Three Spanish men were arrested last month for allegedly building an international network of more than 12 million hacked PCs that were used for everything from identity theft to spamming. But according to Spanish authorities and security experts who helped unravel the crime ring, the accused may very well never see the inside of a jail cell even if they are ultimately found guilty, due to insufficient cyber crime legislation in Spain.
According to Spanish security firm Panda Security, the massive botnet, dubbed “Marioposa” (Spanish for “butterfly”), was rented out to criminals as a delivery platform for installing malicious software such as the data-stealing ZeuS Trojan and pay-per-install toolbars. Panda said the gang also stole directly from victim bank accounts, using money mules in the United States and Canada, and laundered stolen money through online gambling Web sites (pictured above is a screen shot of the Web site the men created where would-be Mariposa customers could visit for information on purchasing access to the botnet and other criminal services.)

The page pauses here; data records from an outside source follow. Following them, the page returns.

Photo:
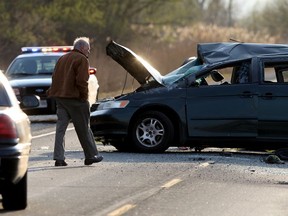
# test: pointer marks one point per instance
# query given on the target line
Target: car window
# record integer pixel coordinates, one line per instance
(275, 72)
(4, 99)
(33, 65)
(184, 70)
(235, 73)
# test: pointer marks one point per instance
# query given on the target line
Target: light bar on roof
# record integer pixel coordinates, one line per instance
(46, 49)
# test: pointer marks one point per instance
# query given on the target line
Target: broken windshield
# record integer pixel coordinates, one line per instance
(185, 70)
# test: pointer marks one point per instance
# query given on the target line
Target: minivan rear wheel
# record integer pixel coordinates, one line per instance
(152, 132)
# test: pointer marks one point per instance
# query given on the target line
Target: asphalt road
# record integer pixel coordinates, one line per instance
(215, 182)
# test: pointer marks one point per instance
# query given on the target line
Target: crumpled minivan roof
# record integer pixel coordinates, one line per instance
(210, 53)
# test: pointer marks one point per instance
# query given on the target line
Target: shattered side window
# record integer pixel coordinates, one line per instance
(233, 73)
(275, 72)
(183, 71)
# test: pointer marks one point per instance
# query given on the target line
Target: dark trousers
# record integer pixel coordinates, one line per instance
(79, 112)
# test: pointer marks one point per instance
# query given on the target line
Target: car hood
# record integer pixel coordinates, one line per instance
(137, 67)
(210, 53)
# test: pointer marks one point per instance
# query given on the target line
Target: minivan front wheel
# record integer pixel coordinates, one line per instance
(152, 131)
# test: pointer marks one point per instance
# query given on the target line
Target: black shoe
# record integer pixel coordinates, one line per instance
(60, 163)
(95, 159)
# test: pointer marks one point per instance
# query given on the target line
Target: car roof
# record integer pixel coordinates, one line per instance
(210, 53)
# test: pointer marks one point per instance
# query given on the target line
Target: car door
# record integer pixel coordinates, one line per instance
(273, 99)
(225, 110)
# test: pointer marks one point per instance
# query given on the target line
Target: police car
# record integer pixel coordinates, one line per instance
(30, 73)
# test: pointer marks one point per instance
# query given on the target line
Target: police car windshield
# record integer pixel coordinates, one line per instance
(35, 65)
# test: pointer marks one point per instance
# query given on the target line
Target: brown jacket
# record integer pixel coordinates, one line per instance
(70, 77)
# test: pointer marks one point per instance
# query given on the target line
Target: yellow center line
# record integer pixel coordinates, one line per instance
(204, 164)
(171, 183)
(122, 210)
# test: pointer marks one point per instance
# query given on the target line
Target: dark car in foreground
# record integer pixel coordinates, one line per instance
(15, 145)
(30, 73)
(229, 95)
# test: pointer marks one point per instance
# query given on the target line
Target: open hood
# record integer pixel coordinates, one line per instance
(210, 53)
(132, 63)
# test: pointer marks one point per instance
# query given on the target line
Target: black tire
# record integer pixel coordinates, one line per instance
(152, 132)
(14, 196)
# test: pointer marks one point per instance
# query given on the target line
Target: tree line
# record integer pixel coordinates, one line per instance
(165, 27)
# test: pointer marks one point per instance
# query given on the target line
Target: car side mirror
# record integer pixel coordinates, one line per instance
(191, 79)
(216, 76)
(92, 71)
(30, 101)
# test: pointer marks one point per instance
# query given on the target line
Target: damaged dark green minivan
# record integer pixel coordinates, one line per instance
(229, 95)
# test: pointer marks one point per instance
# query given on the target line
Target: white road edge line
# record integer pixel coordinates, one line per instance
(122, 210)
(48, 134)
(171, 183)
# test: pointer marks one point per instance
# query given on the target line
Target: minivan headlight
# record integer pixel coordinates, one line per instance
(113, 104)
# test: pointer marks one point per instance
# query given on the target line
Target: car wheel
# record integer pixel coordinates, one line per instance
(14, 196)
(152, 132)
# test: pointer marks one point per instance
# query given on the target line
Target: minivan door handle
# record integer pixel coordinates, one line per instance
(247, 94)
(267, 95)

Panda said Mariposa helped crooks steal sensitive data from more than 800,000 victims, including home users, companies, government agencies and universities in at least 190 countries. Spanish police estimate that at least 600,000 of the victimized PCs belong to Spanish citizens, and yet they concede it may be extremely challenging to put the men in jail if they are convicted at trial.
“It is almost impossible to be sent to prison for these kinds of crimes in Spain, where prison is mainly for serious crime cases,” said Captain Cesar Lorenzana, deputy head technology crime division of the Spanish Civil Guard. “In Spain, it is not a crime to own and operate a botnet or distribute malware. So even if we manage to prove they are using a botnet, we will need to prove they also were stealing identities and other things, and that is where our lines of investigation are focusing right now.”